3. A królem Lamanitów był Laman, nazwany tak po swym ojcu; był on więc nazywany królem Lamanem. I był królem nad bardzo licznym ludem.
4. I wyznaczył nauczycieli spośród braci Amulona w każdej ziemi, którą zajmował jego lud; i tak zaczęto nauczać języka Nefiego pośród całego ludu Lamanitów.
5. I byli oni przyjaźnie usposobieni między sobą; jednakże nie znali Boga; ani też bracia Amulona nie nauczali ich niczego o Panu, ich Bogu, ani o prawie Mojżesza; ani nie uczyli ich słów Abinadiego.
6. Uczyli ich natomiast pisać, aby zapisywali swe dzieje i mogli pisać do siebie nawzajem.

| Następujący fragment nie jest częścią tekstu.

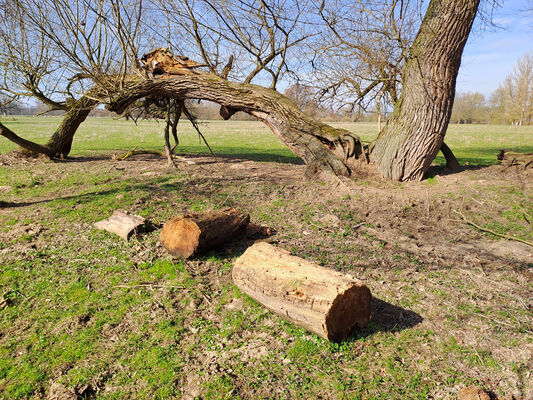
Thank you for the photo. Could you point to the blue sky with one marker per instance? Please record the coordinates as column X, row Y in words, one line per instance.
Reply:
column 490, row 54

7. I tak Lamanici zaczęli się bogacić i handlować ze sobą, i wzrastać w siłę, i stawali się sprytnym i mądrym ludem w pojęciu świata, zaiste, nawet bardzo sprytnym ludem, lubującym się we wszelkiego rodzaju niegodziwości i w plądrowaniu wszystkich poza swymi braćmi.
8. I teraz stało się, że Amulon zaczął sprawować władzę nad Almą i jego braćmi i zaczął go prześladować, i spowodował, że jego dzieci prześladowały ich dzieci.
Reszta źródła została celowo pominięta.